Menurut Vinai Kumar, ilmu dapat dibagi menjadi dua kelompok utama yaitu ilmu empiris (empirical science) dan ilmu formal (formal science). Ilmu empiris misalnya biologi, kimia, fisika, dan lain-lain yang disebut juga sebagai ilmu alam (natural science). Ilmu formal misalnya matematika, ilmu komputer dan statistik. Namun demikian, tidak hanya ilmu hukum dogmatik saja yang diragukan sifat keilmuannya. Ilmu ekonomi dan ilmu sejarah pun ada yang menggap bahwa keduanya bukanlah ilmu. “Economic is a discipline, not science”, Barry Ritholtz, 2012:493).

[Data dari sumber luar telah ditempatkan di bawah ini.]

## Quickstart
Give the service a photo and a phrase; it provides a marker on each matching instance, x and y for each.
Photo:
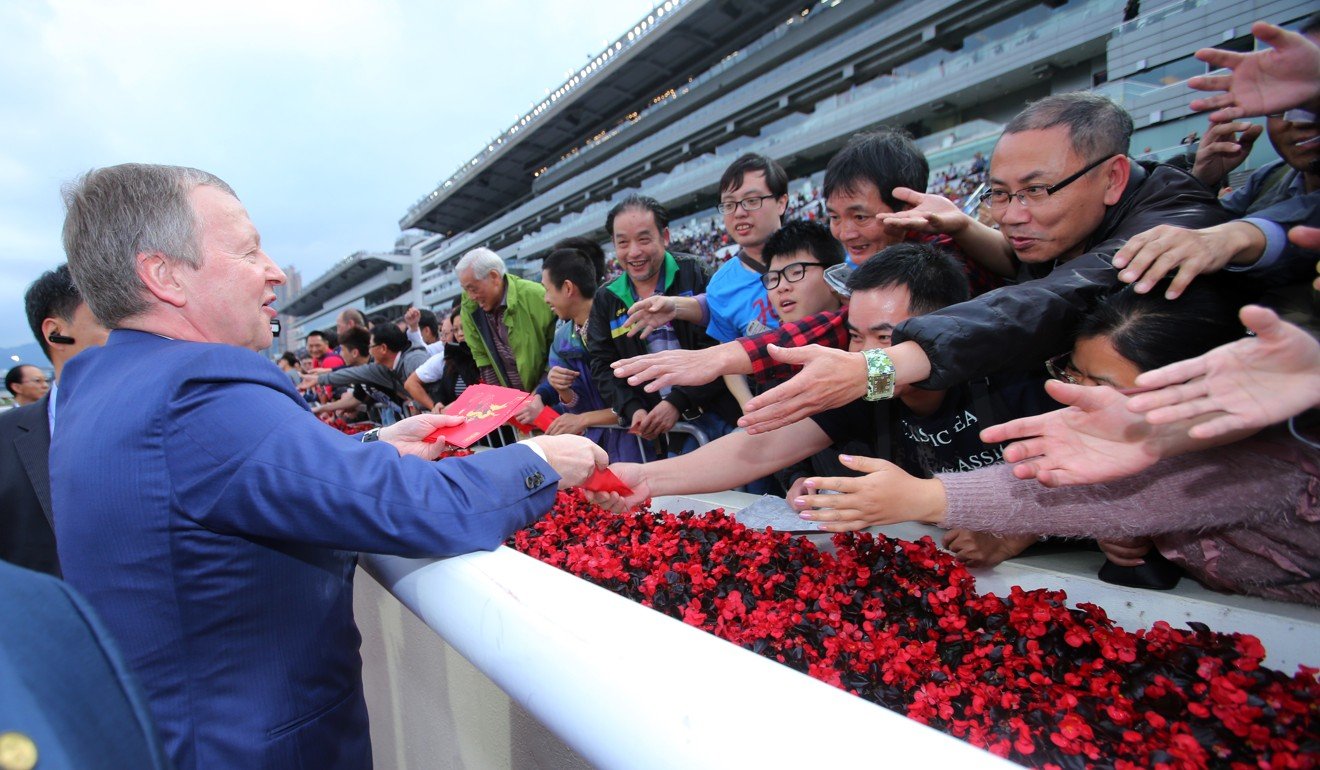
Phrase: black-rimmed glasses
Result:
(1032, 194)
(746, 204)
(792, 274)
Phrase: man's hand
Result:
(634, 476)
(1126, 552)
(1094, 439)
(407, 436)
(568, 424)
(683, 367)
(561, 379)
(929, 213)
(1221, 151)
(885, 495)
(1279, 78)
(829, 378)
(1149, 256)
(985, 548)
(529, 410)
(648, 315)
(573, 457)
(1250, 383)
(660, 419)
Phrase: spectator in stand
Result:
(322, 357)
(569, 280)
(217, 532)
(288, 363)
(593, 252)
(1067, 197)
(423, 329)
(923, 431)
(394, 361)
(27, 383)
(639, 227)
(1277, 196)
(64, 326)
(506, 321)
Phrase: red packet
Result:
(603, 480)
(485, 408)
(541, 421)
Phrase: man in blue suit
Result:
(210, 519)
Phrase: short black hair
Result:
(357, 338)
(638, 204)
(933, 279)
(429, 321)
(886, 157)
(590, 248)
(803, 235)
(391, 337)
(50, 296)
(1153, 332)
(570, 264)
(776, 180)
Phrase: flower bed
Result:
(900, 624)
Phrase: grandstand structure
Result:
(667, 106)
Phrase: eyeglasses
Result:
(1032, 194)
(1060, 367)
(746, 204)
(792, 274)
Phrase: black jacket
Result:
(606, 344)
(1017, 328)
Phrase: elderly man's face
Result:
(1057, 226)
(486, 291)
(229, 297)
(639, 245)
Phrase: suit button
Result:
(17, 752)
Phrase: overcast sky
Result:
(329, 118)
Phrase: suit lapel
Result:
(33, 445)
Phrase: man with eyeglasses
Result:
(1065, 197)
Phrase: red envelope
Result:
(605, 480)
(485, 408)
(541, 421)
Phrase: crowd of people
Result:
(1105, 351)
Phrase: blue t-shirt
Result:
(737, 303)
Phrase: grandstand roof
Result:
(696, 36)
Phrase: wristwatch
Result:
(879, 375)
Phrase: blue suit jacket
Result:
(214, 525)
(64, 684)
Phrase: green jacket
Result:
(531, 329)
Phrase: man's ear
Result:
(1120, 172)
(160, 275)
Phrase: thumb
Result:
(1262, 321)
(865, 464)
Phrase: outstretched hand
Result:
(408, 436)
(1278, 78)
(1093, 440)
(1250, 383)
(886, 495)
(829, 378)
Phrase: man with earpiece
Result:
(64, 326)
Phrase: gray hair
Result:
(482, 260)
(1096, 126)
(114, 214)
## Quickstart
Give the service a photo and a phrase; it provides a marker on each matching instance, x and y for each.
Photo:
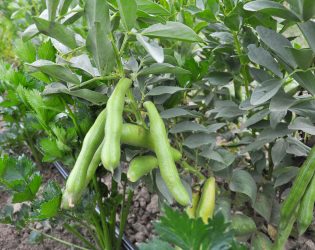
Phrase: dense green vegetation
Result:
(204, 90)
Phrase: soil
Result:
(139, 228)
(11, 238)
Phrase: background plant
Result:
(233, 85)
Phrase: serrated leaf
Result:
(163, 188)
(243, 182)
(155, 244)
(176, 228)
(172, 30)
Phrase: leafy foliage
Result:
(178, 229)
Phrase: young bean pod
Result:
(133, 135)
(284, 231)
(166, 162)
(140, 166)
(299, 187)
(111, 150)
(305, 215)
(206, 204)
(76, 180)
(191, 211)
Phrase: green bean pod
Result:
(166, 162)
(76, 180)
(95, 162)
(305, 215)
(137, 136)
(191, 211)
(133, 135)
(284, 231)
(140, 166)
(206, 204)
(111, 150)
(299, 187)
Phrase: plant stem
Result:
(123, 45)
(74, 120)
(112, 217)
(192, 170)
(107, 240)
(134, 107)
(59, 240)
(123, 217)
(244, 67)
(117, 55)
(270, 170)
(99, 78)
(98, 229)
(33, 149)
(76, 233)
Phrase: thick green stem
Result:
(33, 149)
(112, 218)
(100, 78)
(124, 44)
(123, 217)
(107, 240)
(71, 245)
(192, 170)
(135, 108)
(117, 55)
(74, 120)
(99, 231)
(76, 233)
(244, 67)
(270, 170)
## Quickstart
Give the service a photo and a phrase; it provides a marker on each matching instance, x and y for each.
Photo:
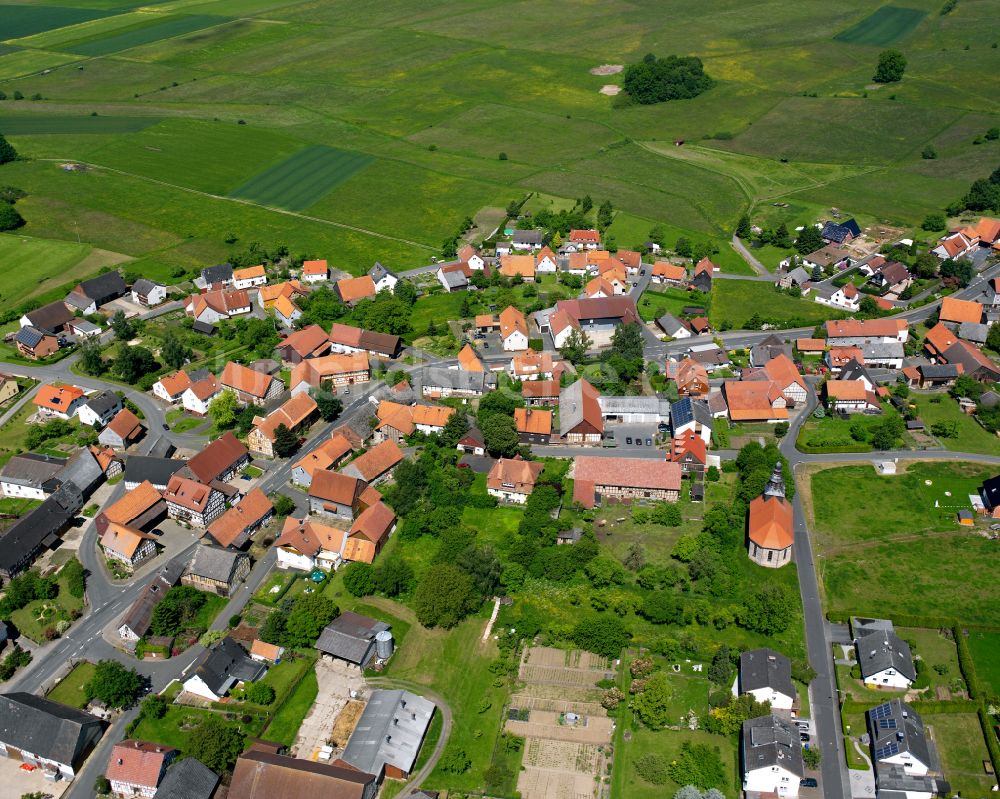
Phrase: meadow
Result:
(425, 115)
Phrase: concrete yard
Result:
(336, 681)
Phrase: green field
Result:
(896, 546)
(887, 25)
(302, 179)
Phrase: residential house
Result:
(691, 416)
(58, 401)
(674, 327)
(123, 431)
(767, 675)
(440, 382)
(34, 344)
(89, 295)
(770, 529)
(580, 417)
(339, 370)
(513, 330)
(213, 568)
(224, 666)
(325, 457)
(351, 638)
(389, 734)
(45, 734)
(135, 768)
(214, 306)
(956, 312)
(369, 533)
(234, 527)
(596, 479)
(847, 332)
(771, 754)
(50, 319)
(884, 658)
(755, 401)
(193, 503)
(377, 464)
(315, 271)
(171, 388)
(309, 342)
(306, 544)
(665, 272)
(30, 476)
(334, 494)
(220, 460)
(267, 775)
(540, 392)
(850, 396)
(513, 479)
(354, 289)
(345, 338)
(127, 545)
(250, 386)
(534, 425)
(139, 508)
(296, 413)
(249, 278)
(137, 620)
(526, 240)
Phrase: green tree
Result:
(215, 743)
(114, 685)
(891, 66)
(10, 219)
(652, 706)
(309, 615)
(223, 409)
(285, 441)
(7, 151)
(444, 596)
(359, 579)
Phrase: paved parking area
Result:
(15, 783)
(336, 681)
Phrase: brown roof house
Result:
(513, 479)
(770, 533)
(135, 768)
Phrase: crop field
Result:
(303, 178)
(888, 25)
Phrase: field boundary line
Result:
(296, 214)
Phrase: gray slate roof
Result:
(771, 741)
(350, 637)
(765, 668)
(390, 731)
(187, 779)
(45, 728)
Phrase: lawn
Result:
(971, 437)
(873, 550)
(985, 648)
(303, 178)
(69, 690)
(887, 25)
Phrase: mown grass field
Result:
(896, 546)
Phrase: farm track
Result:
(297, 215)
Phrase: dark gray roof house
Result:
(41, 528)
(51, 318)
(187, 779)
(767, 671)
(390, 732)
(33, 728)
(351, 637)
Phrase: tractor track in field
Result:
(296, 214)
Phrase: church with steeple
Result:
(770, 529)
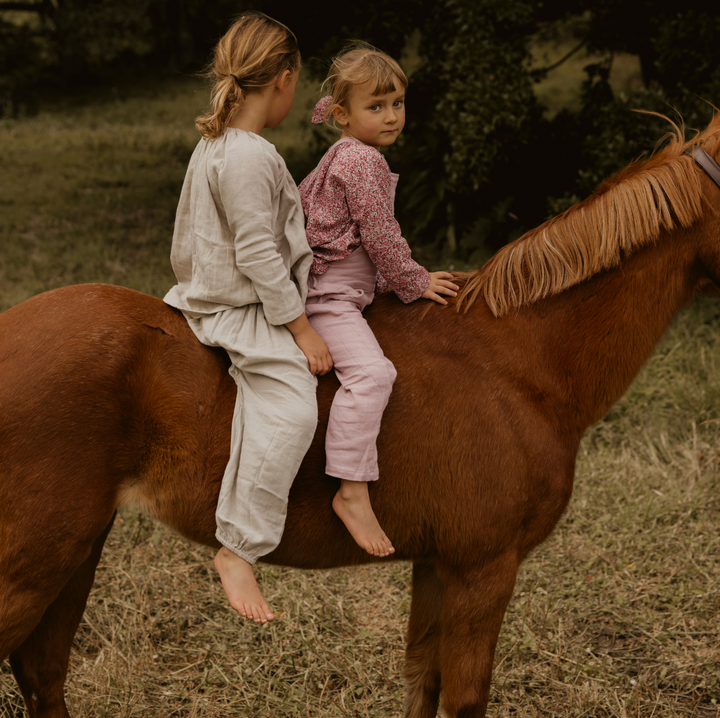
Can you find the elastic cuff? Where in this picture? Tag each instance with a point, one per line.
(250, 558)
(351, 475)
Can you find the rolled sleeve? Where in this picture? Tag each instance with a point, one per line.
(249, 199)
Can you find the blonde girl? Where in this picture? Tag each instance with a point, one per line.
(241, 259)
(357, 250)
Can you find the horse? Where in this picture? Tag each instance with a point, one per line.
(108, 399)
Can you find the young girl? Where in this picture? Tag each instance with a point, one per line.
(241, 260)
(357, 246)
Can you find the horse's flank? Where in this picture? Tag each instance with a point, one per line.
(624, 214)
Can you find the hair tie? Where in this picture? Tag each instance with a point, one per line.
(320, 111)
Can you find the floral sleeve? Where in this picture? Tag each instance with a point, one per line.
(366, 179)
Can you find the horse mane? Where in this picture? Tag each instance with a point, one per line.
(625, 213)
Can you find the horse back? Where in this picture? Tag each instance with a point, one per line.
(107, 398)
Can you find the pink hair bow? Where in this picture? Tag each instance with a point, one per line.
(321, 110)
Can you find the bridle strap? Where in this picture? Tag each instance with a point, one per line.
(707, 164)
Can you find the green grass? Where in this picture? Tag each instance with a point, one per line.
(614, 616)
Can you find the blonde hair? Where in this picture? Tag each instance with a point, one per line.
(357, 64)
(248, 58)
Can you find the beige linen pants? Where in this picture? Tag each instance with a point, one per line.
(274, 422)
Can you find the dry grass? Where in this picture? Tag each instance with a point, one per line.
(615, 616)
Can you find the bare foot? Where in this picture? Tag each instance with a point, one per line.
(241, 587)
(352, 505)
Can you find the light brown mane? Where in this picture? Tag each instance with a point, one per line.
(626, 212)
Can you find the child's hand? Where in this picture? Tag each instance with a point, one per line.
(311, 345)
(439, 285)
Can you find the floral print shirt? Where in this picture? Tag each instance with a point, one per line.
(348, 202)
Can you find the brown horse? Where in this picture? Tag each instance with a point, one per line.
(106, 399)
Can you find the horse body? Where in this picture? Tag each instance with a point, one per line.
(108, 399)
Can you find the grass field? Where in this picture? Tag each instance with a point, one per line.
(616, 615)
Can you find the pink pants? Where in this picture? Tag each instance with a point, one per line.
(334, 307)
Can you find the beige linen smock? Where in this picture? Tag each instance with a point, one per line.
(242, 261)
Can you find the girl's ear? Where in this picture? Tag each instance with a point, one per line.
(282, 80)
(341, 115)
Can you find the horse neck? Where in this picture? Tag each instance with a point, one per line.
(598, 335)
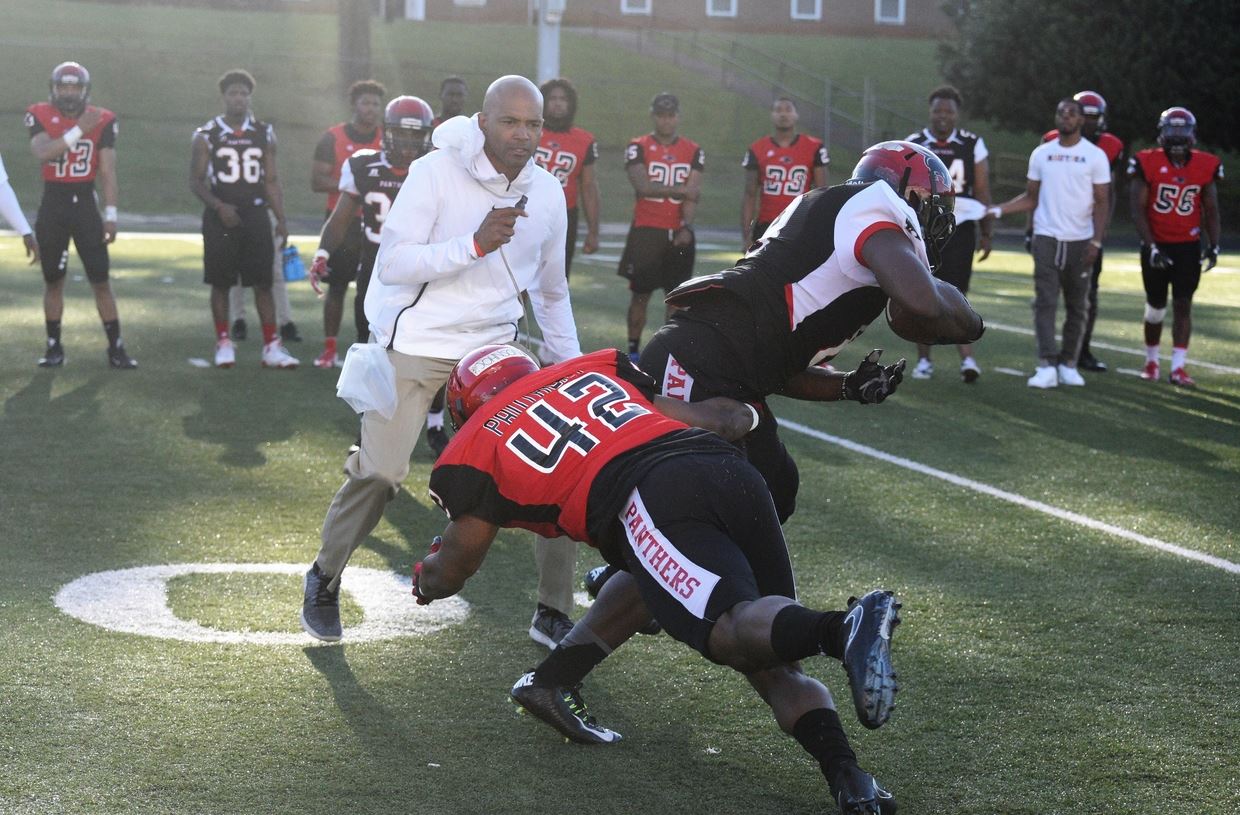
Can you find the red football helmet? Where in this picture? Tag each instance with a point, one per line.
(1177, 130)
(1093, 104)
(70, 73)
(407, 130)
(918, 176)
(480, 375)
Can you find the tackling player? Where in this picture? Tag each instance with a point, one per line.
(1172, 197)
(232, 170)
(368, 182)
(588, 448)
(778, 169)
(665, 171)
(76, 143)
(334, 149)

Menurut masalah status keilmuannya, ilmu hukum bukanlah ilmu formal (filsafat dan matematika) melainkan masuk ke dalam rumpun Geisteswissenschaf, Bernard A. Sidharta, (1996:131). Ilmu hukum adalah normatieve maatschapij wetenschap yaitu ilmu normatif tentang kenyataan tingkah laku manusia dalam hidup bermasyarakat. Oleh karena itu, sebenarnya penekanan ilmu hukum bukan hanya pada segi normatif aturan itu sebagai produk, melainkan juga pada mengapa bersifat normatif. Dengan kata lain bukan hanya hasil akhir sebagai aturan hukum melainkan juga proses mengapa dan bagaimana ia menjadi suatu aturan hukum. Bukan hanya pada aspek keharusan karena statusnya sebagai hukum melainkan juga apa, bagaimana dan mengapa ia mesti memperoleh status hukum.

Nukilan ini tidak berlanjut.